WEST ISLIP — Fifty years ago, the first “Exodus Movement” church was planted here.
The movement — which made national headlines — involved large groups of Christians in the South and Southwest forming ready-made congregations in places such as West Islip; Stamford, Conn.; Burlington, Mass.; Rochester, N.Y.; and Toronto.
Dwain Evans served as the first minister for the “Exodus/Bay Shore” effort, which became the West Islip Church of Christ.
“Our message was simple,” said Evans, who plans to attend the group’s 50th anniversary reunion June 28-30. “We asked people to commit their lives to vocational evangelism. We asked them to sell their homes, quit their jobs and … proclaim Jesus Christ to an area greatly in need of the Gospel.”
For more information, see wichurch.wordpress.com.
MEMPHIS — The Sycamore View Church of Christ didn’t linger in the pews on a recent Sunday.
Instead, members engaged in restorative projects across the city as part of the church’s first “Restore Sunday.”
The congregation gathered briefly in the church building before dispersing to serve organizations such as Memphis Union Mission and MidSouth Food Bank.
Members also provided on-site auto services, neighborhood cleanup and volunteer opportunities through faith-based organizations such as Agape and HopeWorks.
PASADENA — It’s never too late to begin a new life in Christ. A year before he died March 12, Ira Pringle was baptized for the forgiveness of sins — at age 100.
“Everyone had always assumed that Pringle had been baptized since he attended church regularly with his beloved wife, Flo,” said Terrie Taylor, secretary for the Watters Road Church of Christ. “After Flo’s death, when he came to live with his stepdaughter, Bobbie Baker, she learned he had never been baptized.”

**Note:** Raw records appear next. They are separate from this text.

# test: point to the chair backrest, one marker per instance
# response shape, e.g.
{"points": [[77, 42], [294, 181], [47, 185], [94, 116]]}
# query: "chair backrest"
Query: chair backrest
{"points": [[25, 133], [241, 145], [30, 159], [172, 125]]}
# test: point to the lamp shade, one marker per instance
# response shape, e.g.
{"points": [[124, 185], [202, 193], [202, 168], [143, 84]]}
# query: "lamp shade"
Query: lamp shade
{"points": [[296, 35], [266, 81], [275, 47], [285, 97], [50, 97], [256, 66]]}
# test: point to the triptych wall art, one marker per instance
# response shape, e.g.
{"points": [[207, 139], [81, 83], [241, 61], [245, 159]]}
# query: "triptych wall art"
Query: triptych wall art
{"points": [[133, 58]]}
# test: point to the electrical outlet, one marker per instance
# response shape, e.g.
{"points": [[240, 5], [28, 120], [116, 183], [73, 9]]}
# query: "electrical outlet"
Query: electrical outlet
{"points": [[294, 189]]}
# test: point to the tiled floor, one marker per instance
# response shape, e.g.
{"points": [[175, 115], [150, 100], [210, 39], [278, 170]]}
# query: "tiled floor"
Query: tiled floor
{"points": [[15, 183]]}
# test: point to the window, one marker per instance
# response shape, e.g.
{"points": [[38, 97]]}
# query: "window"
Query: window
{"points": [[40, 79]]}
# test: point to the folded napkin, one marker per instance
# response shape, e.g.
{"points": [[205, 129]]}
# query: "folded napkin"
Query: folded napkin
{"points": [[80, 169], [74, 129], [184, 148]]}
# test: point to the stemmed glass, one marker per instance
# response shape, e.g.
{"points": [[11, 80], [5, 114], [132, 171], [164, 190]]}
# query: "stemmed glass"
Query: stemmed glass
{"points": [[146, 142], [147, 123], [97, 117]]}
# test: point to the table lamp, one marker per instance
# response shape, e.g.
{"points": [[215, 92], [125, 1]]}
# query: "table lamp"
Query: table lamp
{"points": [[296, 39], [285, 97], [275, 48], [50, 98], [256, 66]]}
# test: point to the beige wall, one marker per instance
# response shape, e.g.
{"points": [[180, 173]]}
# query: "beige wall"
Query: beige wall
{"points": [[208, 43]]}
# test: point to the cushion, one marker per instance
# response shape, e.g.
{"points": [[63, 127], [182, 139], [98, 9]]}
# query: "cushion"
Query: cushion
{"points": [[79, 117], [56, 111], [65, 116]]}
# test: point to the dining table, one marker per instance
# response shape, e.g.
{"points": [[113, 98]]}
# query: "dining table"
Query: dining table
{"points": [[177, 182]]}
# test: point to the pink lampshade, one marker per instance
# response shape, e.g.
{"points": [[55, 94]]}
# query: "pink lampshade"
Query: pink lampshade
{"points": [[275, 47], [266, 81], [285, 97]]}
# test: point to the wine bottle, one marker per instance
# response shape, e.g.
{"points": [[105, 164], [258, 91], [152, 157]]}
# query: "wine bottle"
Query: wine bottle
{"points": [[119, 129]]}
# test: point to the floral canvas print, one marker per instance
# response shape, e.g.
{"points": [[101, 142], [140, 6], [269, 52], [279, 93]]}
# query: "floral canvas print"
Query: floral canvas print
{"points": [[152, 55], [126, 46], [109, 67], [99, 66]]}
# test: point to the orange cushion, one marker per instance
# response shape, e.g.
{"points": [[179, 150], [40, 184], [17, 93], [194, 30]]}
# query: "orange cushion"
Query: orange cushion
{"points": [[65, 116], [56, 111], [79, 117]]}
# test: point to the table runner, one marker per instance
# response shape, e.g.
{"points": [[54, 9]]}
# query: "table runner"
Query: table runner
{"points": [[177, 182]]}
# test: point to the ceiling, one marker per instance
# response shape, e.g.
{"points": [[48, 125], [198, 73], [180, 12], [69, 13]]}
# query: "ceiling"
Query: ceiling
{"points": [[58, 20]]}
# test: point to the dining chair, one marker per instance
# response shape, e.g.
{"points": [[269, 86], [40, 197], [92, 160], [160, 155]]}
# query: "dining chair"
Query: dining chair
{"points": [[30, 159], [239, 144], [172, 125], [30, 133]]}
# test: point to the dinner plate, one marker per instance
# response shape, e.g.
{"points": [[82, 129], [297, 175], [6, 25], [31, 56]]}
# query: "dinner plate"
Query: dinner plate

Pringle, who served as an aircraft mechanic during World War II, “was very excited about his walk with Jesus, and his whole week was an effort to get to church on Sunday,” Taylor said. “His contribution check for the upcoming Sunday was found in his wallet at the time of his death.”
RICHMOND — One of two agents with the FBI’s elite hostage rescue team killed on a counterterrorism training exercise May 17 was a member of the Church of Christ at Three Chopt Road.
Minister Bob Ogle said agent Christopher Lorek, 41, his wife and two daughters came to the congregation about six years ago.
“They are as solid as they come,” Odle told The Associated Press. “They were here every time the doors were open.”
Lorek is survived by his wife and two daughters, 11 and 8.